To understand OpenTelemetry and why it exists, you need to understand observability. The goal of observability is to be able to understand what is happening at any time inside an application. This is done by collecting telemetry data, which provides insight into the performance, behavior, and overall health of the application. When properly done, observability makes it easier to find bugs and performance bottlenecks in your application, resulting in users getting a faster and more reliable experience.
Instrumentation
Instrumentation is to add the OpenTelemetry SDK to your application so that it emits observability signals (typically logs, metrics, and trace spans). In short, instrumentation is necessary to actually generate the telemetry data that is needed for observability. OpenTelemetry provides options for both automatic and manual instrumentation.
Data Sources
OpenTelemetry is currently focused on three specific data sources to support, with the potential for more being added in the future. Those three data sources are traces, metrics, and logs.
Traces
A trace is a way to track a single transaction (for example, an API request or a periodic report job) as it moves through an application, or through a network of applications. In a microservice architecture, a single transaction may touch multiple services. For each operation that a transaction touches, a segment known as a span is created. The span records interesting characteristics of the operation such as duration, errors encountered, and a reference to the parent span (representing the operation that called the current operation). By tracing the progress of a single transaction through our service architecture, we can find the service or operation that is the root cause for slow or failed requests.

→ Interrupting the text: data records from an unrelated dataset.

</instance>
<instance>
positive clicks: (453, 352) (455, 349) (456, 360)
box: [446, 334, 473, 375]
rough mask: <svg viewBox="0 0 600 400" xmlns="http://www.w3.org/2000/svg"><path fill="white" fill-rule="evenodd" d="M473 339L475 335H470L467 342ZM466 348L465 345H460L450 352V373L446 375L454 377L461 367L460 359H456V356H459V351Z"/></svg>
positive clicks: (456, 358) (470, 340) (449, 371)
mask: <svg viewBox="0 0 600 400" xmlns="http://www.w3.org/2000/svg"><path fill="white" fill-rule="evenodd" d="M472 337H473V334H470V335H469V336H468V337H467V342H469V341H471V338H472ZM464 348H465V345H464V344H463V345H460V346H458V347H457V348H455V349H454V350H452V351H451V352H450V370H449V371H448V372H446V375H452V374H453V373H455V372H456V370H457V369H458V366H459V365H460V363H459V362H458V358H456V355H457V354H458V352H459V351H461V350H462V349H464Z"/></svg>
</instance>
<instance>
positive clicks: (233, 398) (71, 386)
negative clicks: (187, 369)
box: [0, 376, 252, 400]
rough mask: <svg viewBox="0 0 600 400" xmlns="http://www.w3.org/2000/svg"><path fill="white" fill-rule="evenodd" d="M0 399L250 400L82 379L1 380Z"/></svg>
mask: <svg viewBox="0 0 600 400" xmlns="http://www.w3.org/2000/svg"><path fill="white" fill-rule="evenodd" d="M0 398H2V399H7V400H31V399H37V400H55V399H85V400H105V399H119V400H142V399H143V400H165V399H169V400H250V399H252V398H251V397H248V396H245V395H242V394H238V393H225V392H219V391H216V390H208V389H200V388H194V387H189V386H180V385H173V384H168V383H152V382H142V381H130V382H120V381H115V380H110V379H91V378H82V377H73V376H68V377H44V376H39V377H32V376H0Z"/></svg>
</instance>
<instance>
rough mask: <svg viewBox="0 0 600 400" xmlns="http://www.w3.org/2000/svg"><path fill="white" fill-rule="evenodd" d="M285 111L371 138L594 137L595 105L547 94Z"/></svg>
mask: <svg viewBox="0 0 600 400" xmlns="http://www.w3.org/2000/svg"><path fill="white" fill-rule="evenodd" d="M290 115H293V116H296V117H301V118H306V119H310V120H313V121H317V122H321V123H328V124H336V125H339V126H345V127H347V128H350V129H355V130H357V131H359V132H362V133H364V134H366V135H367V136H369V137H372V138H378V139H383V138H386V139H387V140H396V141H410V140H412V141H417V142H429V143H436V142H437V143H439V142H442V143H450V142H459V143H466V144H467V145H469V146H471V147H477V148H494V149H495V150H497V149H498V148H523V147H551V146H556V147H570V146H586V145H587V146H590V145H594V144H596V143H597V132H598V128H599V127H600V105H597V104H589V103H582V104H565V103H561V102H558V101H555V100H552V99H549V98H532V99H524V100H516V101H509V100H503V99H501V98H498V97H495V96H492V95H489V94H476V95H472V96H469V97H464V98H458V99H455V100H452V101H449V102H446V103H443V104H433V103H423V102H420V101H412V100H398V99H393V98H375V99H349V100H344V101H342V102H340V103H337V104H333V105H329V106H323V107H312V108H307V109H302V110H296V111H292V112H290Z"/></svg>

As mentioned, traces are often used to debug and optimize distributed software operations. Tracing is also used to optimize manufacturing processes, answering questions like: “Why does widget production slow on Tuesdays?” And to optimize logistics pipelines, tracing can answer questions like: “Will raw materials arrive in time for batch 23 to begin on Friday?”
Traces are then exported from OpenTelemetry to a backend like Zipkin or Jaeger for analysis and visualization.
Metrics
Metrics are measurements from a service created at a specific moment in time. Metrics are typically aggregated in the emitting application, collected at fixed time intervals, ranging from every second to once per day. The goal of collecting metrics data is to give yourself a frame of reference for how your application is behaving. Based on past data, you can then set alerts or take automated actions if certain metrics exceed acceptable thresholds.
Some examples of metrics:
- Request success and error rates, e.g., 42 requests per second
- Request latency, e.g., count per histogram bucket
- Bandwidth utilization, e.g., 1.2Mb/s used of 10Mb/s capacity, or 12 percent
- Fuel level, e.g., 3.2 gallons
Logs
Logs are time-stamped records containing metadata. The data can be structured or unstructured and serves as a record of an event that took place inside an application. Logs are often used by teams when trying to find what changes resulted in an error occurring. In OpenTelemetry, logs can be independent or attached to spans and are often used for determining the root cause of issues.